A Double Knowledge Distillation Model for Remote Sensing Image Scene Classification

doi: 10.11999/JEIT221017
Funds:  The National Natural Science Foundation of China (62071379), The Natural Science Foundation of Shaanxi Province (2017KW-013), The Innovation Foundation of Xi’an University of Posts and Telecommunications (CXJJYL2021055, YJGJ201902)

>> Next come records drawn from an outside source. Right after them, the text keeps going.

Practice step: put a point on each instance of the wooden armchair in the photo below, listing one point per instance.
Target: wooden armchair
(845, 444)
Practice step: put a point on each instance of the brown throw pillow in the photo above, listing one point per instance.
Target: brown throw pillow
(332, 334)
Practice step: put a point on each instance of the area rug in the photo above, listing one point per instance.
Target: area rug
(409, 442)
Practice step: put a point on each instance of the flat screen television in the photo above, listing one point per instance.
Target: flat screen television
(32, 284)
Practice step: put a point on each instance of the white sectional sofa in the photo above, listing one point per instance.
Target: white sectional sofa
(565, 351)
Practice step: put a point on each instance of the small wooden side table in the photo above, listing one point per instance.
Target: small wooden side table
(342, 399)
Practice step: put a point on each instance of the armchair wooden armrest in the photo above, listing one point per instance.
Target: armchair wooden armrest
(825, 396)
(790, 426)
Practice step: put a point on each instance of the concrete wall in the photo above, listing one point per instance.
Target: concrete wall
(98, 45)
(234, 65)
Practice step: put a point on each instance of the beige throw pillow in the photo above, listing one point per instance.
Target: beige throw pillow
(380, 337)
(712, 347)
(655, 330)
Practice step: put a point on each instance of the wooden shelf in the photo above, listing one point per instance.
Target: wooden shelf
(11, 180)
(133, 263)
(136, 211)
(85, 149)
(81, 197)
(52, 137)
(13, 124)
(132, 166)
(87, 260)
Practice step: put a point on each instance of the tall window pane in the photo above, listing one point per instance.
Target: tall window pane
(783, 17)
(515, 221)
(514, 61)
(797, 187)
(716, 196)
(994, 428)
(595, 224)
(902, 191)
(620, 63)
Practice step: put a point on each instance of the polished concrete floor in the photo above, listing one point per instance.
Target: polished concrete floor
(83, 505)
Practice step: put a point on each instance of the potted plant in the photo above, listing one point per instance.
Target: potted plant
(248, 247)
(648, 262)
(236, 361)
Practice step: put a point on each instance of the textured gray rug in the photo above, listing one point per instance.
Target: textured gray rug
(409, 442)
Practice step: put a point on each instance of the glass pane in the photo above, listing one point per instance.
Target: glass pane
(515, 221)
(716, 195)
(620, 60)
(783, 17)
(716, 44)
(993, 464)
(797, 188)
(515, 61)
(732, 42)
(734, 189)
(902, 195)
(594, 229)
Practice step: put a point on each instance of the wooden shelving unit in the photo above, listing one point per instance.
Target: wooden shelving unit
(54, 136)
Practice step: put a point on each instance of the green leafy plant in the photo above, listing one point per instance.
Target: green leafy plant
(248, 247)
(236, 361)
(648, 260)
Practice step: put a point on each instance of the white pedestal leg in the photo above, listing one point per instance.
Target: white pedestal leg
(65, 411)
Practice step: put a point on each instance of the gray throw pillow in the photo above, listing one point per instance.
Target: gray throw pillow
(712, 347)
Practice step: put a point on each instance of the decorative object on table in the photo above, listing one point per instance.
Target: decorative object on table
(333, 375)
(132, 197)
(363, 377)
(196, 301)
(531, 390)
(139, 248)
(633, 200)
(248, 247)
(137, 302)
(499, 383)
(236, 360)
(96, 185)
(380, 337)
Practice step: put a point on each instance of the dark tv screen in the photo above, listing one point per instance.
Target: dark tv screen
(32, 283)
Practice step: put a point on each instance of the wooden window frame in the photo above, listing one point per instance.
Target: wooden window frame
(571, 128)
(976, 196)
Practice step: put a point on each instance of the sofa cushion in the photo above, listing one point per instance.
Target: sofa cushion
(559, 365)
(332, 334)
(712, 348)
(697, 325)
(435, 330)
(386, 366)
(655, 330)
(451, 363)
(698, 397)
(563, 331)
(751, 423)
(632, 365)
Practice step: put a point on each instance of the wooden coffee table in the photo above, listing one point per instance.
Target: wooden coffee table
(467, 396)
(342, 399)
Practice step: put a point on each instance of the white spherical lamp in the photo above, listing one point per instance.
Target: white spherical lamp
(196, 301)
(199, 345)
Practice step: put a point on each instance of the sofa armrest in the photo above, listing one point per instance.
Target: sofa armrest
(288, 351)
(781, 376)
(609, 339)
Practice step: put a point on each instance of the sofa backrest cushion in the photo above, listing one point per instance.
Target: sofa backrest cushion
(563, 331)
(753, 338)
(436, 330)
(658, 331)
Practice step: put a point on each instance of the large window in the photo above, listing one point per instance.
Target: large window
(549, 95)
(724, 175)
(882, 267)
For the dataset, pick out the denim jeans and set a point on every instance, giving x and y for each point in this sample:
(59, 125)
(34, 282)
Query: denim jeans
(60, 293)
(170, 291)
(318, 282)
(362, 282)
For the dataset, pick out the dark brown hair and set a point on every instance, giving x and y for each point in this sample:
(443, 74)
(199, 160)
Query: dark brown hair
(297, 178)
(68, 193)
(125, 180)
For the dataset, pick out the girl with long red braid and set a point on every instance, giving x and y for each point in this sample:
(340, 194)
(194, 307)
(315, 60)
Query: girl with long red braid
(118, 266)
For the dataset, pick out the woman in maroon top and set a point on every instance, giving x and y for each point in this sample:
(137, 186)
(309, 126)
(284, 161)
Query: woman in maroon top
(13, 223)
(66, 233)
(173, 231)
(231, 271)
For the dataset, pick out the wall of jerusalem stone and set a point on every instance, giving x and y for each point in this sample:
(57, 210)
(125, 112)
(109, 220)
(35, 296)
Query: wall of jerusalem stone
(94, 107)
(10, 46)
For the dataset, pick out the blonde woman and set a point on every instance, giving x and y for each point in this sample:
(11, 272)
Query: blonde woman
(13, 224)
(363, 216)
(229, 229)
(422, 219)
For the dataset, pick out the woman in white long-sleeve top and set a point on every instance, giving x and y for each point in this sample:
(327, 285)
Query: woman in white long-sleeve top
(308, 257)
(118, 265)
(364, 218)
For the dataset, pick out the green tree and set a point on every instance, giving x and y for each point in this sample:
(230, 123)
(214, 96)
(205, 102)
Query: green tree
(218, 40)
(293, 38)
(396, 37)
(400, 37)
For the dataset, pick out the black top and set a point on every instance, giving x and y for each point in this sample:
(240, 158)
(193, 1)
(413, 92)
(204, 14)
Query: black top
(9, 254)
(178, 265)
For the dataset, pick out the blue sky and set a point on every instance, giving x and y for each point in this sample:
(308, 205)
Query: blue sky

  • Received Date: 2022-08-03
  • Rev Recd Date: 2023-01-15
  • Available Online: 2023-02-22
  • Publish Date: 2023-10-31
  • In order to improve the accuracy of light-weight Convolutional Neural Networks (CNN) in the classification task of Remote Sensing Images (RSI) scene, a Double Knowledge Distillation (DKD) model combined with Dual-Attention (DA) and Spatial Structure (SS) is designed in this paper. First, new DA and SS modules are constructed and introduced into ResNet101 and lightweight CNN designed as teacher and student networks respectively. Then, a DA distillation loss function is constructed to transfer DA knowledge from teacher network to student network, so as to enhance their ability to extract local features from RSI. Finally, constructing a SS distillation loss function, migrating the semantic extraction ability in the teacher network to the student network in the form of a spatial structure to enhance its ability to express the high -level semantics of the RSI. The experimental results based on two standard data sets AID and NWPU-45 show that the performance of the student network after knowledge distillation is improved by 7.57% and 7.28% respectively under the condition of 20% training proportion, and the performance is still better than other methods under the condition of fewer parameters.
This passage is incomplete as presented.